Molto presto, le frecce dei nani ed i colpi dei nostri conti accesero innumerevoli fuochi nell’erba, ed il fumo soffocante rese ancora peggiore la situazione. Avevo perso di vista Daria e Guasacht… tutti quelli che conoscevo… già da qualche tempo. Attraverso quella grigia cortina riuscii a stento ad intravedere una figura su un alto destriero che combatteva contro quattro Asciani. La raggiunsi, e, sebbene uno dei nani facesse girare il suo cieco destriero e lanciasse una freccia che mi sfiorò, sibilando, l’orecchio, riuscii a calpestarli e sentii le ossa dell’uomo cieco frantumarsi sotto le zampe del mio pezzato. Una figura pelosa sorse dall’erba fumante alle spalle degli altri due e li abbatté come un peone abbatte un albero… con tre o quattro colpi della sua ascia sferrati sempre nello stesso punto fino a che l’uomo cieco non cadde.
Il soldato a cavallo al cui soccorso ero venuto non apparteneva alle nostre truppe, ma era uno dei selvaggi che si trovavano in precedenza alla nostra destra. Era stato ferito, e, quando vidi il suo sangue, rammentai che anch’io ero ferito: la mia gamba era rigida, le mie forze quasi svanite, e sarei tornato verso la cresta meridionale della vallata e verso le nostre linee se avessi saputo da che parte andare. Così come stavano le cose, diedi carta libera al pezzato e lo sferzai con le redini, avendo sentito dire che quegli animali tornavano sovente nell’ultimo posto in cui si erano abbeverati ed avevano riposato. L’animale si lanciò in un trotto che divenne ben presto un galoppo. Una volta saltò, sbalzandomi quasi di sella, e vidi un destriero abbattuto, con Erblon morto accanto ad esso, la tromba di ottone e la bandiera nera e verde abbandonate sull’erba in fiamme.

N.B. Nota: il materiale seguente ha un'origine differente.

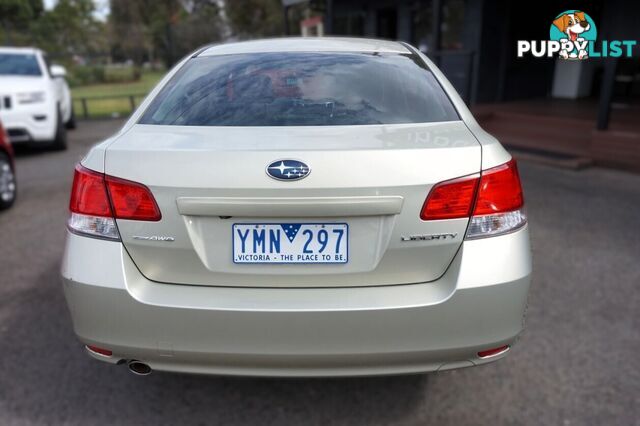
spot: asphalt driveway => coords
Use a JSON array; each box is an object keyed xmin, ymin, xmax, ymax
[{"xmin": 0, "ymin": 121, "xmax": 640, "ymax": 425}]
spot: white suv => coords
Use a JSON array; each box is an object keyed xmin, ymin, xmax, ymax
[{"xmin": 0, "ymin": 47, "xmax": 75, "ymax": 149}]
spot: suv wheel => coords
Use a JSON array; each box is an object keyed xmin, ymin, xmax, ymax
[{"xmin": 0, "ymin": 152, "xmax": 18, "ymax": 210}]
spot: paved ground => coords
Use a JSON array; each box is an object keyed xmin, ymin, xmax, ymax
[{"xmin": 0, "ymin": 122, "xmax": 640, "ymax": 425}]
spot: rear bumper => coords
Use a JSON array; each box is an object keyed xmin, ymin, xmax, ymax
[{"xmin": 62, "ymin": 228, "xmax": 531, "ymax": 376}]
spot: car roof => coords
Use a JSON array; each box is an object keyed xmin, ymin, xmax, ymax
[
  {"xmin": 0, "ymin": 46, "xmax": 40, "ymax": 54},
  {"xmin": 196, "ymin": 37, "xmax": 411, "ymax": 56}
]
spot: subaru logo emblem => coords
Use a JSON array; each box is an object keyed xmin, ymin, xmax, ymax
[{"xmin": 267, "ymin": 160, "xmax": 311, "ymax": 180}]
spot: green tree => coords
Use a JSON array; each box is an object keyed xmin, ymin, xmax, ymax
[
  {"xmin": 225, "ymin": 0, "xmax": 284, "ymax": 38},
  {"xmin": 0, "ymin": 0, "xmax": 44, "ymax": 45},
  {"xmin": 30, "ymin": 0, "xmax": 107, "ymax": 58},
  {"xmin": 109, "ymin": 0, "xmax": 223, "ymax": 66}
]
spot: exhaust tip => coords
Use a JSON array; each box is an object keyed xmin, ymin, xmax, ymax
[{"xmin": 127, "ymin": 359, "xmax": 151, "ymax": 376}]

Avrei voluto far voltare il pezzato per tornare a prenderle, ma, quando finalmente lo feci fermare, non riuscii più a ritrovare il punto giusto. Alla mia destra, una linea di cavalieri appariva in mezzo al fumo, scura e quasi informe, ma serrata. Molto più indietro, alle sue spalle, incombeva una macchina che emetteva fuoco, una macchina che sembrava una torre mobile.